The following table outlines the expected response times for standard API operations within the testing environment. These metrics assume a stable network connection and standard payload sizes.

| Operation Type | Average Latency (p50) | Tail Latency (p99) | Notes | | :--- | :--- | :--- | :--- | | Health Checks / Heartbeat | < 50ms | < 150ms | Basic connectivity verification. | | Metadata Retrieval | 100ms - 200ms | < 400ms | Fetching test configurations or schemas. | | Inference Mocking | 300ms - 800ms | < 1.5s | Simulated model execution latency. | | Data Batch Submission | 500ms - 1.2s | < 2.5s | Processing payloads up to 5MB. |

[!NOTE]
Latency may vary based on the complexity of the test suite and the geographic region of the requester.

Throughput Limits

To ensure stability for all users, the testing environment enforces rate limits. Exceeding these limits will result in 429 Too Many Requests responses.

Rate Limit: 50 requests per second (RPS) per API Key.
Burst Capacity: Up to 100 requests in a 2-second window.
Concurrent Connections: Maximum 20 simultaneous persistent connections.

Handling Rate Limits

The API returns standard headers to help you manage your request frequency:

X-RateLimit-Limit: 50
X-RateLimit-Remaining: 42
X-RateLimit-Reset: 1625097600

Benchmarking Usage Example

You can use the following pattern to measure the latency of your integration within your test suite. This ensures your local environment aligns with the platform's performance expectations.

import time
from testing_api import Client

client = Client(api_key="your_test_key")

def benchmark_inference():
    start_time = time.perf_counter()
    
    # Trigger a standard test inference
    response = client.test_inference(payload={"input": "sample_data"})
    
    end_time = time.perf_counter()
    latency_ms = (end_time - start_time) * 1000
    
    print(f"Status Code: {response.status_code}")
    print(f"Latency: {latency_ms:.2f} ms")

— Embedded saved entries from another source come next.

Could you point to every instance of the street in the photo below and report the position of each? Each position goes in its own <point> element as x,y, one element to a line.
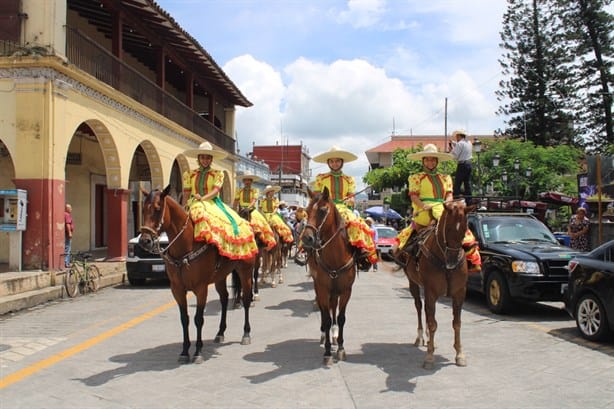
<point>118,349</point>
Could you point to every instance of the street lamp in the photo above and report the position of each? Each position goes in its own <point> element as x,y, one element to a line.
<point>477,147</point>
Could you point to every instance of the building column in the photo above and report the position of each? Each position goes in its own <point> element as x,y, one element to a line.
<point>117,205</point>
<point>43,239</point>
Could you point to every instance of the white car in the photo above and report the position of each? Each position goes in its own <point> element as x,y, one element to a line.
<point>142,265</point>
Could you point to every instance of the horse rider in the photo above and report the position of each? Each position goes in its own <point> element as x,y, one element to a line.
<point>428,190</point>
<point>269,206</point>
<point>247,198</point>
<point>342,187</point>
<point>214,221</point>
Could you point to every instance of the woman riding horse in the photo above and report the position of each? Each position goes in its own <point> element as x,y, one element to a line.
<point>342,187</point>
<point>428,190</point>
<point>214,221</point>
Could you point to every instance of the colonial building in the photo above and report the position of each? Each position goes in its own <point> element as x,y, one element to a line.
<point>100,97</point>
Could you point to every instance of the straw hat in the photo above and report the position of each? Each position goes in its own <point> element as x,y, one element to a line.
<point>270,188</point>
<point>334,152</point>
<point>244,176</point>
<point>430,151</point>
<point>459,132</point>
<point>205,148</point>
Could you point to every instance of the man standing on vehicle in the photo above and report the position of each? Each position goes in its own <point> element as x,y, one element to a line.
<point>462,149</point>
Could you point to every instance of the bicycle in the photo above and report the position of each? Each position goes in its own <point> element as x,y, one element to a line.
<point>81,276</point>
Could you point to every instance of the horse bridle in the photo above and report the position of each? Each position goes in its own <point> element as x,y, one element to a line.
<point>319,246</point>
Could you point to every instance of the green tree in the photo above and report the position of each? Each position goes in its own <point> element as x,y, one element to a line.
<point>537,89</point>
<point>588,29</point>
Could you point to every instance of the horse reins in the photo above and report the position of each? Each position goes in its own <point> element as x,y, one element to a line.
<point>333,273</point>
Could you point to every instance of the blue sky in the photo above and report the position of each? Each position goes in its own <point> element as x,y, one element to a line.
<point>324,72</point>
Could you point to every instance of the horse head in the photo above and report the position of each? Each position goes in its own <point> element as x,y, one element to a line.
<point>323,221</point>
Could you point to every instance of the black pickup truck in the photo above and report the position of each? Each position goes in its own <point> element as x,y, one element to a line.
<point>521,260</point>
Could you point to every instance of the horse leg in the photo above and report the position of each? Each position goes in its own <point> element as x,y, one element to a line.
<point>431,324</point>
<point>220,286</point>
<point>414,289</point>
<point>457,307</point>
<point>325,329</point>
<point>345,298</point>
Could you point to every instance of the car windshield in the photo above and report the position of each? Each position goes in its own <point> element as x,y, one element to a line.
<point>508,230</point>
<point>386,233</point>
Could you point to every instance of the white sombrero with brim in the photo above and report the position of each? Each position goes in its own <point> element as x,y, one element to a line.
<point>254,178</point>
<point>334,152</point>
<point>205,148</point>
<point>430,151</point>
<point>270,188</point>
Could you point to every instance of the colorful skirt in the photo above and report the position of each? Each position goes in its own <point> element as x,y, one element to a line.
<point>216,223</point>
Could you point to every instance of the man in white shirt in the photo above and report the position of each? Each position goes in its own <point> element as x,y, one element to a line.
<point>462,150</point>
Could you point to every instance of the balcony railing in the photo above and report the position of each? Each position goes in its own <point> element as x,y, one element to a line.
<point>90,57</point>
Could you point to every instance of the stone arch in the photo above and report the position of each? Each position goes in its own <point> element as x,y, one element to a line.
<point>155,166</point>
<point>110,153</point>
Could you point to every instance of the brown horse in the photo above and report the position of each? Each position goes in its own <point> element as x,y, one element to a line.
<point>440,269</point>
<point>192,267</point>
<point>332,267</point>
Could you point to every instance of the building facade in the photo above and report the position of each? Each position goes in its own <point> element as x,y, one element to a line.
<point>101,98</point>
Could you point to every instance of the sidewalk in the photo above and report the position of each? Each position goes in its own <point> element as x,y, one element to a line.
<point>25,289</point>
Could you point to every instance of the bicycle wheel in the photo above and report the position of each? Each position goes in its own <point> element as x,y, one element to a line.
<point>93,278</point>
<point>72,282</point>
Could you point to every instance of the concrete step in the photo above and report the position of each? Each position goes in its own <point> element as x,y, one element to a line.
<point>26,289</point>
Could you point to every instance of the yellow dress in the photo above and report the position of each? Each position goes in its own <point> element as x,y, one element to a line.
<point>214,221</point>
<point>340,187</point>
<point>245,197</point>
<point>433,188</point>
<point>269,206</point>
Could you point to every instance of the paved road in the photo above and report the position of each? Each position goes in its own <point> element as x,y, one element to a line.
<point>118,349</point>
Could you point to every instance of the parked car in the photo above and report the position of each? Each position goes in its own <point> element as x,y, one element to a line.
<point>387,241</point>
<point>142,265</point>
<point>521,260</point>
<point>590,296</point>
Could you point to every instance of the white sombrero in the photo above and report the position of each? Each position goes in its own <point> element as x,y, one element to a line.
<point>270,188</point>
<point>430,151</point>
<point>244,176</point>
<point>334,152</point>
<point>205,148</point>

if __name__ == "__main__":
    benchmark_inference()

Performance Best Practices

To optimize your interaction with the testing-api and avoid hitting throughput bottlenecks:

Connection Pooling: Reuse TCP connections via the Client object to reduce overhead from repeated handshakes.
Payload Optimization: Keep test payloads under 2MB where possible. Large JSON structures increase serialization and network transit time.
Backoff Strategy: Implement an exponential backoff strategy when encountering 429 errors.
Asynchronous Calls: For high-volume testing, utilize the asynchronous methods provided in the SDK to handle concurrent requests efficiently without blocking the main execution thread.